A obra foi proibida pela Igreja Católica e diz-se que foi Petrarca quem impediu que ela fosse queimada e, assim, chegasse até hoje a nós. Boccaccio era um homem de letras e uma das melhores críticas que se faz a Il Decameron é a de que ele conseguiu, sobre histórias populares, sem moralismo ou ética, com cenas de sexo explícito, construir um texto impecável e belíssimo. Essa dicotomia é o charme desse livro, hoje publicado no mundo todo.
O filme de Pier Paolo Pasolini apresenta uma transcriação, ou seja, preservando o espírito da época em que o texto foi criado, o criador, tradutor e diretor, atualiza as principais propostas que reconhece no original. Assim, Pasolini utiliza toda a poesia da imagem para transcrever nove dos contos do livro, nos quais se percebe a riqueza da cultura popular, a sagacidade do saber cotidiano, a beleza da natureza humana, sem enfeites, retoques ou idealizações. Há uma belíssima reconstituição de época, música inebriante e uma força vital que parece, realmente, fazer frente à peste negra que atinge Florença e ao moralismo obscurantista da Igreja. Mas, Pasolini, não está preocupado com a peste ou com a Igreja Católica, mas com outros obscurantismos que em 1971 ameaçavam, igualmente, a sociedade florescente. Assistam ao filme e procurem descobrir contra quem Pasolini, inspirado em Boccaccio, utiliza a arte como forma de resistência.

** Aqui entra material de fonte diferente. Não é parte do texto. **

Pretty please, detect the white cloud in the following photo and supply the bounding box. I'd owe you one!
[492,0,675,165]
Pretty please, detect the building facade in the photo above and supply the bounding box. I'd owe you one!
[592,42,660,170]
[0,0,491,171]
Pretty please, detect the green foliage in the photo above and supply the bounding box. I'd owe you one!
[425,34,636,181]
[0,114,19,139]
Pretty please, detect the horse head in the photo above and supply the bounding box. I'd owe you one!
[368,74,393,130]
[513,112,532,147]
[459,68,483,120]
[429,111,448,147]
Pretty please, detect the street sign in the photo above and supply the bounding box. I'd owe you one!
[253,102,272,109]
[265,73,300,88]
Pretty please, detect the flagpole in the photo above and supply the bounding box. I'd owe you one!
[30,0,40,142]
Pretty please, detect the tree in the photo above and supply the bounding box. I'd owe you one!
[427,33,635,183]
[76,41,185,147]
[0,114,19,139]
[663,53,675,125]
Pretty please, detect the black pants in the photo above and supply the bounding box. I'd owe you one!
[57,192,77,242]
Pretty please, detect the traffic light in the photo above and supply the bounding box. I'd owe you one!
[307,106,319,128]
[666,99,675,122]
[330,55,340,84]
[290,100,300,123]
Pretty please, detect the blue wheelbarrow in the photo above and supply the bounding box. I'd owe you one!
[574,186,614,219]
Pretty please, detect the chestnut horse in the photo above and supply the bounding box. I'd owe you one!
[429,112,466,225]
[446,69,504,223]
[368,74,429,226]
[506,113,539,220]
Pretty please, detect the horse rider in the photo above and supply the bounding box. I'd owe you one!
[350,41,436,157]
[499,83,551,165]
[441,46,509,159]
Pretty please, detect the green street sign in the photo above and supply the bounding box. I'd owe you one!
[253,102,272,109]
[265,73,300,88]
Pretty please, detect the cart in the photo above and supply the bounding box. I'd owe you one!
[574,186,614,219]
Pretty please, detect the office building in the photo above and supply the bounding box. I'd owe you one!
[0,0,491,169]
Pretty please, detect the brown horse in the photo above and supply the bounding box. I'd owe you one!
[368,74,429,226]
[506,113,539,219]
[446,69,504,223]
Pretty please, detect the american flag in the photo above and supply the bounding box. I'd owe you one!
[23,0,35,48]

Sobre a Diretor: Pier Paolo Pasolini nasceu em Bolonha, Itália, em 5 de março de 1922. Era filho de um militar e de uma professora primária. Já escrevia poemas aos sete anos de idade. Graduou-se em Literatura pela Universidade de Bolonha. Foi professor, escreveu livros de poemas, novelas e peças de teatro. Filiou-se ao Parido Comunista Italiano, mas foi expulso quando assumiu sua homossexualidade e foi acusado de corrupção de menores. Em 1950, mudou-se para Roma com sua mãe. Em 1961 dirigiu seu primeiro longa, Accattone – Desajuste Social, retratando a vida marginal de um cafetão. Dirigiu 28 filmes, entre longas, curtas, documentários, entre eles: Mamma Roma (1962); o episódio “A Ricota” do longa Rogopag – Relações Humanas (1963) foi considerado blasfemo e Pasolini chegou a ser preso; O Evangelho Segundo São Mateus (1964), ganhou o Leão de Prata no Festival de Veneza; Gaviões e Passarinhos (1966); Édipo Rei (1967); Teorema (1968); Decameron (1971), ganhou o Urso de Prata no Festival de Berlim; Os Contos de Canterbury (1972), ganhou o Urso de Ouro no Festival de Berlim; As Mil e Uma Noites (1974), recebeu o Grande Prêmio do Júri no Festival de Cannes; Saló, ou os 120 Dias de Sodoma (1975), baseado em obra do Marquês de Sade, um dos filmes mais polêmicos e censurados da história do cinema. Foi assassinado em circunstâncias ainda não esclarecidas em 2 de novembro de 1975. No filme Pasolini (2014), Abel Ferrara mostra as últimas horas da vida do diretor, com Willem Dafoe no papel-título. Este filme sobre ele foi discutido pelo Grupo Cinema Paradiso, em 2015, quando aproveitamos para conversar um pouco sobre sua obra, mas esta será a primeira vez que o grupo vai discutir um filme de Pasolini.